Malaysia Shipping 3,000 Tons of Plastic Waste Back to Rich Countries

Politics News Malaysia
Malaysia Shipping 3,000 Tons of Plastic Waste Back to Rich Countries

Malaysia doesn’t want to be a dumping ground for the plastic waste of rich nations like the U.S., UK, Canada and Australia. So they’re shipping the garbage back to where it came from, the country’s environment minister told reporters Tuesday.

Yeo Bee Yin, minister of energy, technology, science, environment and climate change, told reporters that 60 large containers of rubbish had been imported illegally to Malaysia. And now he’s sending all 3,000 tons back.

Malaysian officials have listed 14 countries of origin for the trash, including the U.S., Canada, Australia, Britain, France and Japan. The U.S. is high on the list of trashiest exporters as the world’s top exporter of plastic waste.

Malaysia has already shipped five containers of contaminated waste back to Spain.

After China banned the import of plastic waste last year, 7 million tons of trash had nowhere to go. So Malaysia picked up the flack as trash-heaped ships sailed to Southeast Asia instead, making Malaysia the world’s main destination for plastic waste.

Just in that year, dozens of recycling factories have popped up in Malaysia, many operating without licenses. And communities across Malaysia are complaining about environmental problems.

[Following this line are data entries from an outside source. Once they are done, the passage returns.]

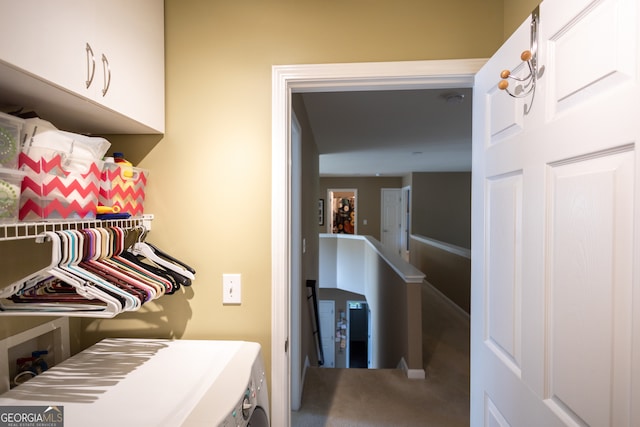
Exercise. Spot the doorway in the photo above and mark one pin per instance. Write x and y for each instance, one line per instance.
(359, 324)
(327, 77)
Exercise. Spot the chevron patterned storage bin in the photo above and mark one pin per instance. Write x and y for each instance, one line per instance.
(51, 192)
(123, 186)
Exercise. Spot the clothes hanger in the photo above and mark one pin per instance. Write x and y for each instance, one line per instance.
(116, 236)
(90, 261)
(108, 306)
(143, 248)
(133, 235)
(70, 263)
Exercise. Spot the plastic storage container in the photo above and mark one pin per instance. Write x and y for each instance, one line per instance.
(11, 134)
(123, 186)
(51, 191)
(10, 188)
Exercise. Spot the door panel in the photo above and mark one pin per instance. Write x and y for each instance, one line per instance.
(391, 222)
(588, 291)
(555, 307)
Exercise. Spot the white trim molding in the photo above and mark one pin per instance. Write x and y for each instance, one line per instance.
(287, 79)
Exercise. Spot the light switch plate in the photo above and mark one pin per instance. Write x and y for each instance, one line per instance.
(231, 289)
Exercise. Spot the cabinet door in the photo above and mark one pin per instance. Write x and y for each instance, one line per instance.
(130, 35)
(47, 39)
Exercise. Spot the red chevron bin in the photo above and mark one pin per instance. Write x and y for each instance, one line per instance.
(123, 186)
(50, 191)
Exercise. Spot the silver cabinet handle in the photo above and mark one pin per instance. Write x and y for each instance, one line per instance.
(107, 75)
(91, 65)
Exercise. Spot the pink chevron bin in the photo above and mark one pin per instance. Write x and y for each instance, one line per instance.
(51, 192)
(123, 186)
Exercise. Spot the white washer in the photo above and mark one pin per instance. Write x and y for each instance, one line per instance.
(134, 382)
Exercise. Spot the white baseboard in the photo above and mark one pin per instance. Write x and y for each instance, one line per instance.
(412, 374)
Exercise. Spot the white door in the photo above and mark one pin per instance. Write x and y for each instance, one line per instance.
(555, 326)
(326, 310)
(391, 221)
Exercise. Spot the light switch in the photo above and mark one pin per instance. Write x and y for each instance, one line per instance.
(231, 289)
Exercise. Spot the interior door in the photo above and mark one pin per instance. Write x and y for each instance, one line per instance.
(555, 304)
(391, 219)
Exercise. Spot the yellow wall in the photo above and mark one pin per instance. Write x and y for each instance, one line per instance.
(210, 186)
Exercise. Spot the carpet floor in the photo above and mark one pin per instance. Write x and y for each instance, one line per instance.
(385, 397)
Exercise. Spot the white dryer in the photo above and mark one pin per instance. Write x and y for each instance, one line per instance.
(134, 382)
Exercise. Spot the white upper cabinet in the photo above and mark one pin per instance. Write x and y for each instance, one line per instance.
(93, 66)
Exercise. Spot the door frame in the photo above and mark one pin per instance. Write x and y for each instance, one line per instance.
(398, 205)
(287, 79)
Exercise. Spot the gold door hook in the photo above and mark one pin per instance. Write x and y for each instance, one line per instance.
(527, 84)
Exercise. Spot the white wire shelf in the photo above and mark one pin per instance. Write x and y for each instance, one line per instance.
(30, 230)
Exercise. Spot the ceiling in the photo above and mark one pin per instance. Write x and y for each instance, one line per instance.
(391, 133)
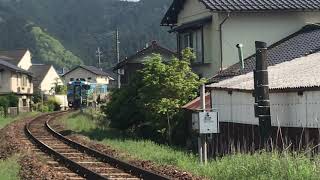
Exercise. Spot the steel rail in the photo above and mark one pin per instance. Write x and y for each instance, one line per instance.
(73, 166)
(129, 168)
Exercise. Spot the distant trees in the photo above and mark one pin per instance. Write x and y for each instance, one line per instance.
(152, 101)
(51, 51)
(82, 33)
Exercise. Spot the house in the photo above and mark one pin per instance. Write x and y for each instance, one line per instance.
(213, 28)
(45, 78)
(87, 73)
(294, 93)
(130, 65)
(18, 81)
(19, 58)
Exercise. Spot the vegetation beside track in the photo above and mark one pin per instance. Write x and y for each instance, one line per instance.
(9, 168)
(261, 165)
(7, 120)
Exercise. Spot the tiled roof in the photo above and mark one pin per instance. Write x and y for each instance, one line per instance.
(13, 67)
(91, 69)
(153, 48)
(12, 57)
(302, 43)
(170, 17)
(39, 72)
(261, 5)
(303, 72)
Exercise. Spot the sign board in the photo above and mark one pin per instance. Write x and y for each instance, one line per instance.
(208, 123)
(195, 121)
(205, 122)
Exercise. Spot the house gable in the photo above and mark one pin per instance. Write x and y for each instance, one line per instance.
(25, 61)
(192, 10)
(49, 80)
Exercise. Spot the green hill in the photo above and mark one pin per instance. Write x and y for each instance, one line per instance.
(81, 26)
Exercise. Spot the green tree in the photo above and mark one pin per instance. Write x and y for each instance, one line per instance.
(156, 95)
(167, 87)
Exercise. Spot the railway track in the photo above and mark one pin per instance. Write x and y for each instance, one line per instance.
(82, 161)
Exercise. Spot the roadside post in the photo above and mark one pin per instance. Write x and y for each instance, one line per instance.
(204, 123)
(261, 86)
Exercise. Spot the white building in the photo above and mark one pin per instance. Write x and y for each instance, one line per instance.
(294, 95)
(214, 27)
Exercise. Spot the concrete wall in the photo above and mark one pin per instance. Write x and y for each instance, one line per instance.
(287, 109)
(49, 81)
(245, 28)
(25, 62)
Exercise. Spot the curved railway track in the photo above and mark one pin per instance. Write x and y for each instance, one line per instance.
(81, 160)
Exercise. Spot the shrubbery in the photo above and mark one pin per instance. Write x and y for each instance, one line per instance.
(151, 103)
(6, 101)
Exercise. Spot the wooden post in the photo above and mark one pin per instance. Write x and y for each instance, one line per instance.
(262, 92)
(203, 137)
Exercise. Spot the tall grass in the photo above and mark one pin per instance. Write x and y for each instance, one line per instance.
(9, 168)
(5, 121)
(261, 165)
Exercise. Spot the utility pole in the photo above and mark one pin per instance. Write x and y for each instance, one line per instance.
(99, 54)
(118, 56)
(261, 83)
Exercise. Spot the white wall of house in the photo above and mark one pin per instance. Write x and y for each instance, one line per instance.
(84, 74)
(20, 83)
(244, 28)
(49, 80)
(287, 109)
(25, 62)
(5, 81)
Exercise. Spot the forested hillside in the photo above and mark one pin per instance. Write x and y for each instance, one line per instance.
(81, 26)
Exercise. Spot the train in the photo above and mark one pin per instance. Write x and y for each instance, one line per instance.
(81, 93)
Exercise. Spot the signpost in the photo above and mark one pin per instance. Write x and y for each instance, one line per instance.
(204, 123)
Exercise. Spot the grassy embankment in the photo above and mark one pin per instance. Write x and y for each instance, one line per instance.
(9, 168)
(238, 166)
(5, 121)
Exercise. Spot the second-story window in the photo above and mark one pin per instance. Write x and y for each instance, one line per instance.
(24, 81)
(193, 39)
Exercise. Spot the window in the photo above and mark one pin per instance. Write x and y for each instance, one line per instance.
(24, 81)
(24, 102)
(194, 40)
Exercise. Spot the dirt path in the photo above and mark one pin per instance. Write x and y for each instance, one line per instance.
(165, 170)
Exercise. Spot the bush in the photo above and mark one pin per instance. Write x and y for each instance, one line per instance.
(13, 100)
(53, 104)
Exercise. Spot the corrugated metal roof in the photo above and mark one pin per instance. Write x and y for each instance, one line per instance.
(195, 104)
(13, 56)
(91, 69)
(304, 42)
(261, 5)
(154, 47)
(299, 73)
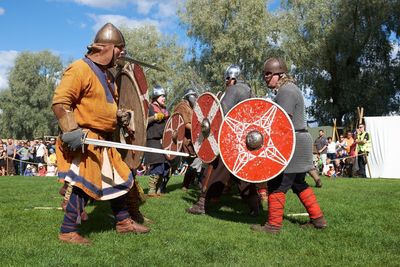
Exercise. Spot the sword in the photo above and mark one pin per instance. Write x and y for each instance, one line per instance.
(103, 143)
(135, 61)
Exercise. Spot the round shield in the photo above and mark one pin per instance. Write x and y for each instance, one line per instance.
(185, 110)
(131, 97)
(206, 120)
(256, 140)
(140, 79)
(173, 135)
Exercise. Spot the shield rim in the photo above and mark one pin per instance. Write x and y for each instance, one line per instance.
(293, 133)
(171, 157)
(128, 70)
(191, 132)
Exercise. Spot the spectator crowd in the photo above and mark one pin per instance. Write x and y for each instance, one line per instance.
(28, 157)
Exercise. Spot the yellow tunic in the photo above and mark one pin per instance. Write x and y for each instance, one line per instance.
(99, 172)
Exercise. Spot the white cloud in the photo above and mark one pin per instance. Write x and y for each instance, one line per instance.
(7, 59)
(164, 8)
(119, 21)
(167, 9)
(395, 49)
(143, 6)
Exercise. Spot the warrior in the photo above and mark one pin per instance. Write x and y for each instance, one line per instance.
(236, 91)
(159, 166)
(85, 103)
(185, 108)
(289, 97)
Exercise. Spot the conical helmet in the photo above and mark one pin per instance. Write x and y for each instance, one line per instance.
(275, 66)
(109, 34)
(232, 72)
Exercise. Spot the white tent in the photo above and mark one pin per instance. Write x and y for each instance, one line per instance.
(384, 159)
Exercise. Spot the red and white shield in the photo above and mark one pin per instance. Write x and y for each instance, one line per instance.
(174, 132)
(256, 140)
(140, 78)
(206, 121)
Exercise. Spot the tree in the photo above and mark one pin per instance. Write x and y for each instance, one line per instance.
(149, 45)
(342, 52)
(26, 104)
(229, 32)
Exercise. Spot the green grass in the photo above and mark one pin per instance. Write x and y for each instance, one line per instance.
(363, 217)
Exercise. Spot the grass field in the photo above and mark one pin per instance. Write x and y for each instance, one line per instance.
(363, 217)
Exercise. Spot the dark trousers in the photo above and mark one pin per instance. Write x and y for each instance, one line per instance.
(77, 203)
(286, 181)
(361, 165)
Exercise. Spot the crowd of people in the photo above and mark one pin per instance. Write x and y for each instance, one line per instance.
(346, 157)
(100, 173)
(28, 157)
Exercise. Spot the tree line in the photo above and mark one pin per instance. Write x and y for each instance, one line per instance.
(340, 52)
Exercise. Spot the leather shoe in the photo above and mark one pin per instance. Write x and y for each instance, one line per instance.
(271, 229)
(319, 223)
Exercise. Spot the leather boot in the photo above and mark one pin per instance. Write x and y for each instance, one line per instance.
(128, 225)
(67, 194)
(132, 201)
(73, 238)
(314, 174)
(63, 189)
(254, 204)
(198, 208)
(319, 223)
(276, 205)
(309, 201)
(153, 180)
(271, 229)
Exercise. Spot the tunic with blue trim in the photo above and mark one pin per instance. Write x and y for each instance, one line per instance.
(91, 93)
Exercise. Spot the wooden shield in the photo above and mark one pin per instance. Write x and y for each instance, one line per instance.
(173, 135)
(140, 78)
(185, 110)
(132, 92)
(206, 120)
(256, 140)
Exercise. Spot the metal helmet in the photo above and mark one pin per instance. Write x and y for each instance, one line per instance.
(232, 72)
(275, 66)
(101, 51)
(109, 34)
(188, 92)
(157, 91)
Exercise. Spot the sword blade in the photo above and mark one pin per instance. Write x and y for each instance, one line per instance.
(103, 143)
(135, 61)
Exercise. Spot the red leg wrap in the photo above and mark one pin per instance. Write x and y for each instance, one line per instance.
(276, 205)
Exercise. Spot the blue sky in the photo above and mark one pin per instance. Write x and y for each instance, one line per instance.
(66, 27)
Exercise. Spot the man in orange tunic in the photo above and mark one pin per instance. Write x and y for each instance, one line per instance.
(86, 102)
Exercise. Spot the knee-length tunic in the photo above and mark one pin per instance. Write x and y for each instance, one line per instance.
(290, 98)
(91, 93)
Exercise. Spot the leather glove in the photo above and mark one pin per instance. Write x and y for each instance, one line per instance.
(73, 139)
(123, 117)
(159, 116)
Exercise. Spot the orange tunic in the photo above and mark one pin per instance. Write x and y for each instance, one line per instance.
(99, 172)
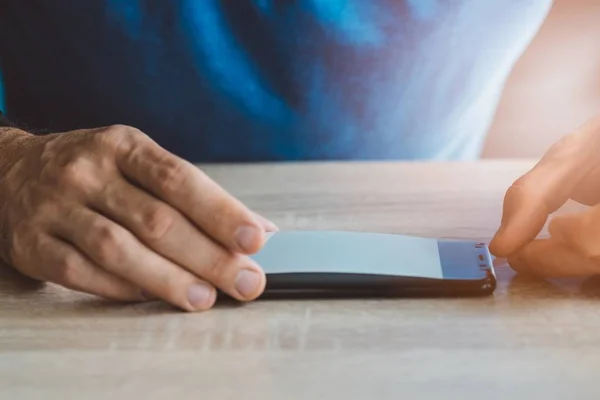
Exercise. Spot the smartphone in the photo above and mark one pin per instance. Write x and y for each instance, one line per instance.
(361, 264)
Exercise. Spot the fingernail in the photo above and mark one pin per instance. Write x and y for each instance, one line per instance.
(247, 283)
(248, 238)
(148, 296)
(201, 297)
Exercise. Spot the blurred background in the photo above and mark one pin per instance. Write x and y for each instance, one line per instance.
(555, 86)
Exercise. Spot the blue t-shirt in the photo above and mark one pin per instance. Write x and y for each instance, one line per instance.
(262, 80)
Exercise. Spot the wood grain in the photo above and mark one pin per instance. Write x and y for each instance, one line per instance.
(531, 339)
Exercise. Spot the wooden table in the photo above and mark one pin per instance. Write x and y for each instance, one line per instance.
(532, 339)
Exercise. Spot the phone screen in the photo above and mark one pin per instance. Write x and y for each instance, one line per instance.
(372, 254)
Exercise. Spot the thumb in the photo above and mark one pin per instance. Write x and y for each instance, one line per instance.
(540, 192)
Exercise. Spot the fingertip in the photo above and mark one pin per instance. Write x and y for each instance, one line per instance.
(249, 239)
(201, 297)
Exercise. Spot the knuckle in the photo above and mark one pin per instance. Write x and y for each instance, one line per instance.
(157, 222)
(74, 172)
(113, 136)
(170, 174)
(67, 271)
(107, 239)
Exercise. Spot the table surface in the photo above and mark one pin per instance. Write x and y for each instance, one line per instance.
(531, 339)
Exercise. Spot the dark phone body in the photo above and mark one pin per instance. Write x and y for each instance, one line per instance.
(465, 267)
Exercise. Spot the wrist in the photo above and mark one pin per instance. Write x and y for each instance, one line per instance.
(13, 142)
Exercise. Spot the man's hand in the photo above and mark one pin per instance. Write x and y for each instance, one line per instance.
(109, 212)
(570, 170)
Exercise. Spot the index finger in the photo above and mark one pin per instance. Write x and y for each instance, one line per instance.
(551, 258)
(199, 198)
(551, 182)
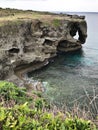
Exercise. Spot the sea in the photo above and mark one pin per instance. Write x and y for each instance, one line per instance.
(73, 77)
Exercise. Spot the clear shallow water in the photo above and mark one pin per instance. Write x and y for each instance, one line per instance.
(73, 75)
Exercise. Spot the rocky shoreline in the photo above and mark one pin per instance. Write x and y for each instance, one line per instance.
(28, 44)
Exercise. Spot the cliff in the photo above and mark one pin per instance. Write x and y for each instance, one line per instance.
(30, 39)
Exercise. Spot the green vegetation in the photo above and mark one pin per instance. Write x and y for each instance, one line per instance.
(33, 113)
(56, 22)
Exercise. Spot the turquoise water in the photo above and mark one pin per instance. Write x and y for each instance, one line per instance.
(71, 77)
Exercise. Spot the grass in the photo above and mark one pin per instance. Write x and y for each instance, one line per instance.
(34, 113)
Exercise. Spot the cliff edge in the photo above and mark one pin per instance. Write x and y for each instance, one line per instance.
(30, 39)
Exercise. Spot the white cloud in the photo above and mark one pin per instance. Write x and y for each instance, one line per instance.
(53, 5)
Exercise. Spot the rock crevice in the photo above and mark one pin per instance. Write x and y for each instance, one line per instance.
(33, 41)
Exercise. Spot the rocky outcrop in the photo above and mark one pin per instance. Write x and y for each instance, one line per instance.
(32, 42)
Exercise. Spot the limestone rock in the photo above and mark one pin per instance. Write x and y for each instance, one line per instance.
(33, 42)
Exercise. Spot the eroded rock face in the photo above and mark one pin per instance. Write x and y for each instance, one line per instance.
(33, 42)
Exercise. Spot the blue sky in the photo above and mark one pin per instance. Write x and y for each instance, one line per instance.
(53, 5)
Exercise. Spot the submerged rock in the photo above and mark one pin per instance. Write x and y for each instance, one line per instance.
(31, 42)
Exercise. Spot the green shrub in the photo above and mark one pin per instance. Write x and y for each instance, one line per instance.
(56, 22)
(22, 117)
(9, 91)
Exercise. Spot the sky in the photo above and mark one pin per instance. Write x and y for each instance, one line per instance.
(52, 5)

Malaysia isn’t the first Asian country to reject rubbish from rich countries.

Philippine President Rodrigo Duterte had the government hire a private shipping company to take 69 containers of trash back to Canada. If Canada wouldn’t accept them, Duterte said the garbage would be left in Canada’s territorial waters.

Canada agreed to accept the trash, saying the waste was exported to the Philippines without government consent.

Yeo pointed out that citizens in countries like the U.S. are often unaware of where their trash lands. When we think our waste is being recycled, it is actually often dumped in Malaysia. She urged governments of developed nations to investigate companies that use countries like Malaysia as dumping grounds for plastic and other trash.

And this isn’t always just plastic. It’s plastic that’s been set on fire. Plastic unsuitable for recycling is burnt, releasing toxic chemicals. The other option is to dump them in landfills, creating 20-foot-high mountains of waste that contaminate soil and water.

Malaysia supported a proposal by Norway at the 14th Conference of Parties to the Basel Convention in Geneva, calling for plastic waste export to require prior informed consent. That means the country receiving shipments of trash would have to green-light it beforehand.

About 187 countries are part of the Basel Convention. The U.S. has yet to ratify the pact.